Book 11- Mad Honey by Jodi Picoult. I approach her books with a certain apprehension. They're always engaging,but I grit my teeth at the ( inevitable) tying- up -in- pretty- ribbon endings. This was good, however, and , as others have said, I enjoyed learning about bees and honey.
12 Graves End by William Shaw. I like the interesting setting of his books - Romney Marsh- and his flawed police officer heroine. An interesting plot, and , as with Mad Honey, I appreciated a bonus in learning about other creatures, in this case,badgers.
13 Wait for Me by the Duchess of Devonshire. It takes real talent to take such fascinating people ( she was one of the Mitford sisters) and turn them into such dull reading..
43. Margaret Dickinson-The Miller's Daughter. Saga of 4 generations running a windmill in Lincolnshire, through 2 world wars and beyond. An interesting read, learning about life in those times. Especially interesting as my distant ancestors had a windmill in that area.
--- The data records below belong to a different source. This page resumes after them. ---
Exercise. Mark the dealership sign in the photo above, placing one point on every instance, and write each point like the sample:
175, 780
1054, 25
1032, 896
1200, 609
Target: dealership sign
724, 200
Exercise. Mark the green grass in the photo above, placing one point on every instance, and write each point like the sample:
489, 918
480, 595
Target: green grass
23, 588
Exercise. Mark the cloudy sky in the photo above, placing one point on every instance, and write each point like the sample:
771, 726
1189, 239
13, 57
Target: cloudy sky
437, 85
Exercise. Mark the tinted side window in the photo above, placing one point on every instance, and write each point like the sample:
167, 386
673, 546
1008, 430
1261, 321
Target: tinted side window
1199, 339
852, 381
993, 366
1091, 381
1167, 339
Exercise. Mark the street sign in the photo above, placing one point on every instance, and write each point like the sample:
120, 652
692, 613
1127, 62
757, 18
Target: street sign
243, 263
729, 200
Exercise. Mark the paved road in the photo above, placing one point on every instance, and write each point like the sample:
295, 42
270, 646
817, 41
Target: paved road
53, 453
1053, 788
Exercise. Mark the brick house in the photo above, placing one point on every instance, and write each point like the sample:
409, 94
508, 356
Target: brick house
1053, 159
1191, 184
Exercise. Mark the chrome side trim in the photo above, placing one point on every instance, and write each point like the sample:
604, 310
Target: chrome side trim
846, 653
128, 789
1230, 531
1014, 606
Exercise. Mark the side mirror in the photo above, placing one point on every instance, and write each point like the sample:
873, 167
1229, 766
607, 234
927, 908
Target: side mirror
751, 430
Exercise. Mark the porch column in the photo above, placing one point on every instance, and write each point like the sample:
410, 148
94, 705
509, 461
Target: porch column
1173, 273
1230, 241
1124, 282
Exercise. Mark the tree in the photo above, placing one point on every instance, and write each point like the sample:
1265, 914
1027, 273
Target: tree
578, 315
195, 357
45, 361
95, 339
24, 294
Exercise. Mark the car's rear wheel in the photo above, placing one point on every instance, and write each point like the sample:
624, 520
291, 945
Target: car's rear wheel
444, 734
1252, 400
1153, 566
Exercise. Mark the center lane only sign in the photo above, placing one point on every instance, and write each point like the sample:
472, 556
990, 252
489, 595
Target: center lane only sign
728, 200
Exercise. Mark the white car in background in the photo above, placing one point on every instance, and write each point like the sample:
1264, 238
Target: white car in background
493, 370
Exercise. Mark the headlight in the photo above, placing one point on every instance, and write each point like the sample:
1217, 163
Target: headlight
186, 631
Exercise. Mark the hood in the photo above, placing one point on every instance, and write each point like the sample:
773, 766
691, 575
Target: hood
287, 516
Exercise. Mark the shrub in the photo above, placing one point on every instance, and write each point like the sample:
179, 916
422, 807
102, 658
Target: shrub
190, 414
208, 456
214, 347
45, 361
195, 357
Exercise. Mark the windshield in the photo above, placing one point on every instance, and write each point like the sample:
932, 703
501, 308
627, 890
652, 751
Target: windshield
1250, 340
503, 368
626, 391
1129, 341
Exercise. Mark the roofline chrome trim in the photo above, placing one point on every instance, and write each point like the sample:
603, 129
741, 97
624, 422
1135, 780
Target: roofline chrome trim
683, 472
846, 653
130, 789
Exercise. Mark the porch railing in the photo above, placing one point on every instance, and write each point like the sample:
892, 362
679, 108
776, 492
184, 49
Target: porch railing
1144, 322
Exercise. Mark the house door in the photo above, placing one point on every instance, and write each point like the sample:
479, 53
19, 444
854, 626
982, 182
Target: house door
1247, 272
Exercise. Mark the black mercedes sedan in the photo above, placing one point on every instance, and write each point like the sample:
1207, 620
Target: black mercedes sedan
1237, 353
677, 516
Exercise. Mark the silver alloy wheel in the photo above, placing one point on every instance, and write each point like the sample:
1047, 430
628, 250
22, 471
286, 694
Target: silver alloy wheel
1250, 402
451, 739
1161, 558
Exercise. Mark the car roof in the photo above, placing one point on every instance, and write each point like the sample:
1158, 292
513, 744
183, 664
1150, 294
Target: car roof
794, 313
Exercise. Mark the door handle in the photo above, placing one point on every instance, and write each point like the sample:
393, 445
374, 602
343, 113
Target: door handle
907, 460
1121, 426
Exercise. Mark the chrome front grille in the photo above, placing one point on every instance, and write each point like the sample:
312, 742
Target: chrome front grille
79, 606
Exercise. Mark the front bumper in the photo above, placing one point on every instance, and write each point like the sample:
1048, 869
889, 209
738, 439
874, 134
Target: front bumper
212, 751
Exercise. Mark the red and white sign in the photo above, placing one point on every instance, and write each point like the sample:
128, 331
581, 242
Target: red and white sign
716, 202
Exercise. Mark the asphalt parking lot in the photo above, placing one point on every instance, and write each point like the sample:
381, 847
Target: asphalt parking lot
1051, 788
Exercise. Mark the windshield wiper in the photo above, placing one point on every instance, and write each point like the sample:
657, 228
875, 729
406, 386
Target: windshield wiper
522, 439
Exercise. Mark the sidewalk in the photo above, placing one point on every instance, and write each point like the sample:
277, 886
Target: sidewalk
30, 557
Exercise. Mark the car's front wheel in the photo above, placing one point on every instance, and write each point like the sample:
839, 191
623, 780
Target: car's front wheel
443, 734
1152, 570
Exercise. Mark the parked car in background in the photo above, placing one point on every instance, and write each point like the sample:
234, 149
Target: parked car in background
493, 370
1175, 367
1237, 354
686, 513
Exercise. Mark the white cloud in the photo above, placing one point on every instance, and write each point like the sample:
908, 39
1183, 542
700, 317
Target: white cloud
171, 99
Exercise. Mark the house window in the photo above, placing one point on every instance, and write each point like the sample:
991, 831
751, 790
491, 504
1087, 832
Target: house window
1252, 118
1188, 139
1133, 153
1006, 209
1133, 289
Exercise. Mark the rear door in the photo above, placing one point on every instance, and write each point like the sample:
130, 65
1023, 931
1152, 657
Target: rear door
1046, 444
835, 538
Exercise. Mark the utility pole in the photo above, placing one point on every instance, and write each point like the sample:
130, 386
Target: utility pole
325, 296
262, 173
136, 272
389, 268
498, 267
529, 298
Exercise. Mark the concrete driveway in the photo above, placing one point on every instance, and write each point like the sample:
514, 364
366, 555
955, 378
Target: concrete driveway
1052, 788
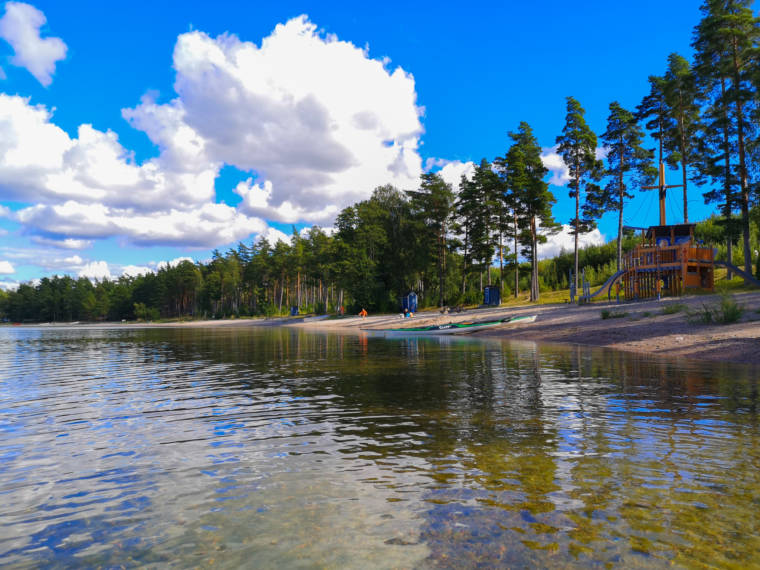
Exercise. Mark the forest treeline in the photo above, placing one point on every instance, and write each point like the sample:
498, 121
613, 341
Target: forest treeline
446, 246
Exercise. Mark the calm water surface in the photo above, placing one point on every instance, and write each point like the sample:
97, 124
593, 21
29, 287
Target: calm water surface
274, 447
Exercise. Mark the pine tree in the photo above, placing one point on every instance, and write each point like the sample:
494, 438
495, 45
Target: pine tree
627, 161
433, 203
577, 147
681, 97
725, 42
524, 175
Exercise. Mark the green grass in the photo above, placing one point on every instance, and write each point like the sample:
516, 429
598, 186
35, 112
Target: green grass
607, 314
673, 308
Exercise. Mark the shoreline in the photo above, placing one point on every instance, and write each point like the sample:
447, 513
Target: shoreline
644, 329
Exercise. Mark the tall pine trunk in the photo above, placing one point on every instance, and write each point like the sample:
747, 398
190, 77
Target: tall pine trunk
742, 170
517, 268
577, 217
533, 261
727, 185
621, 195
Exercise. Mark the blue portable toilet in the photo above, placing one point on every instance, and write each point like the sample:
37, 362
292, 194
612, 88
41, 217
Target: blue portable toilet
409, 302
492, 296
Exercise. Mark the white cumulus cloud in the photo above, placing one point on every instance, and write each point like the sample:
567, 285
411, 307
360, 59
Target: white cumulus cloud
68, 243
553, 161
316, 122
95, 270
319, 121
135, 270
20, 27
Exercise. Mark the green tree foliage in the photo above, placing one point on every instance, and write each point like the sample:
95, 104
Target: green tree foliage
627, 162
533, 201
432, 207
726, 43
577, 147
680, 91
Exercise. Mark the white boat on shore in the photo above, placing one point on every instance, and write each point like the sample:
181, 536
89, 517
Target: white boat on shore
454, 328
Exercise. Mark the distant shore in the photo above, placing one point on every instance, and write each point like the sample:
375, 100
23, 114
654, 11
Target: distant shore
645, 328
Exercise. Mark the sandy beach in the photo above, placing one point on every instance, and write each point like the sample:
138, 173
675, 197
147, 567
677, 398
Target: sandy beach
644, 328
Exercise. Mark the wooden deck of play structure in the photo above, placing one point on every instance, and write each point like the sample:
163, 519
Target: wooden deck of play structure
668, 262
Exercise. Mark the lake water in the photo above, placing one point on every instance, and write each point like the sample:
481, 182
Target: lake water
272, 447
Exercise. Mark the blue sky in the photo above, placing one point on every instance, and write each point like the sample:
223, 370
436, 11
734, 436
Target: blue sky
137, 133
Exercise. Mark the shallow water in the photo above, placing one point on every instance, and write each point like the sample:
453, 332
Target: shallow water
276, 447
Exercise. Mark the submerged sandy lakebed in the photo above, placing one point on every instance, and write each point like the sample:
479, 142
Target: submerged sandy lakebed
645, 327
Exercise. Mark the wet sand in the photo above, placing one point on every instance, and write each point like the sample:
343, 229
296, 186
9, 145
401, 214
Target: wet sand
644, 328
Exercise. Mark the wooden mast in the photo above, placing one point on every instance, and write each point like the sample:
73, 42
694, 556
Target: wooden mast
662, 187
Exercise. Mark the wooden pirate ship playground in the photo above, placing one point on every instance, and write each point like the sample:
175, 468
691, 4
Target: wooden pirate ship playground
668, 262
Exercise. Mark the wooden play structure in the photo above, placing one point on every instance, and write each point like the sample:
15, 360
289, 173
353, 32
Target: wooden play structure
668, 261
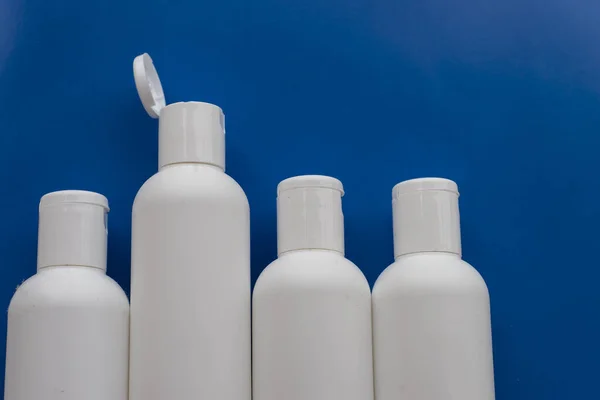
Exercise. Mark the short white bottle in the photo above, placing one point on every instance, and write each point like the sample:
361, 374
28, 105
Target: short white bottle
190, 260
311, 307
431, 310
68, 325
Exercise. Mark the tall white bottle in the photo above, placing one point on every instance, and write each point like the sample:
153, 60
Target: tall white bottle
190, 261
431, 310
311, 307
68, 325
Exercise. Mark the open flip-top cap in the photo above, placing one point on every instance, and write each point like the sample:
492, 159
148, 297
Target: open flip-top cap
148, 85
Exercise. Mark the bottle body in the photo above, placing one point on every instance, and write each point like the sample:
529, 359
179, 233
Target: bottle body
190, 287
68, 337
431, 330
312, 329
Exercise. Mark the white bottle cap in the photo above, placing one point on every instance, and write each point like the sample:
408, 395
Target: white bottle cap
189, 132
309, 214
72, 229
426, 216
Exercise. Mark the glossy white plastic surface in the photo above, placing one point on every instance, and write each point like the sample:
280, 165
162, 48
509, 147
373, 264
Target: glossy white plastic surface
426, 216
188, 131
431, 310
309, 214
72, 229
190, 268
312, 307
68, 325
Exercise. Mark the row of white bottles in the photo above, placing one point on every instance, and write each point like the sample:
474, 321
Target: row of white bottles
317, 333
312, 307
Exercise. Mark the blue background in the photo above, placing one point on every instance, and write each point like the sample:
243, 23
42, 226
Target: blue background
503, 97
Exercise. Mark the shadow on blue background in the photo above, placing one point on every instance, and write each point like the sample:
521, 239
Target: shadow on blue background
503, 97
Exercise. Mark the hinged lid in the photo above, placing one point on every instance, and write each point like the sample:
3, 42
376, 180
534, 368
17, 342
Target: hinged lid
148, 85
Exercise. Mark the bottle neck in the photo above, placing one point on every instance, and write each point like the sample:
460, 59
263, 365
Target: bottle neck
191, 132
310, 218
72, 234
426, 221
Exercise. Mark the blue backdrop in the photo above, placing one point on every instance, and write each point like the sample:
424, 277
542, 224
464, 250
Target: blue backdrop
503, 97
I've just finished my book 36 Eight Months on Ghazzah Street by Hilary Mantel and it was brilliant !!!
It's set in Saudi Arabia (a place where HM lived herself for several years) and tells the story of a couple (husband is an engineer and wife a cartographer) who have worked in various hot dusty places around the world, and are now in Saudi where he has a contract.
Life there is appalling for women and the wife has great difficulty experiencing it. The writing is so exquisite and atmospheric that I felt I was there, and the tension builds until I couldn't put it down.
I have known two husbands of friends who have worked in Saudi and so have heard stories of the lifestyles there for Europeans.
This book is absolutely gripping. I don't want to say any more so as not to spoil it, but I can highly recommend it.
#24 The Turn Kim Harrison.
This is a prequel to the best selling "Hollows" urban fantasy series. I read some of them a few years ago and am tempted to revisit the series. Very enjoyable.